The state Court of Appeal on Thursday denied ex-city real estate adviser Jason Hughes’ requests to overturn two recent Superior Court rulings allowing the city’s conflict-of-interest cases against him to proceed.

But the Superior Court trials in those cases were delayed Thursday. That move came after a dispute over whether the city must provide a second witness to detail the story behind city attorneys’ May letter alleging that the city’s former chief operating officer ordered city information technology staff to purge records tied to the 101 Ash St. debacle.

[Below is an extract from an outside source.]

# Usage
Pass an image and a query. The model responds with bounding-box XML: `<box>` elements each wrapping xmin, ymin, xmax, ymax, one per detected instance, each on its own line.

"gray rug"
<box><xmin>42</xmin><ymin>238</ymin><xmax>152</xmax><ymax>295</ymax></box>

Superior Court Judge Timothy Taylor agreed to postpone the conflict-of-interest trials until April to allow the lawyers time to resolve the discovery dispute in court.

In Other News 

  • San Diego emergency response officials have repeatedly raised concerns that the city’s new ambulance provider, Falck, is not meeting its service and response goals. Fire Chief Colin Stowell told members of the City Council’s public safety committee on Wednesday that the city needs to make changes. What those changes could be is not entirely clear yet. (Union-Tribune) 
  • The Union-Tribune also reports that the city of Encinitas is getting license plate readers. It’s a proposal brought to the council by the county Sheriff’s Department, which now plans to install seven cameras on major roads in Encinitas. 
  • inewsource reports that the Sweetwater Authority is hitting the pause button on its free fishing program at Loveland Reservoir because it needs to remove water from the lake to serve water customers.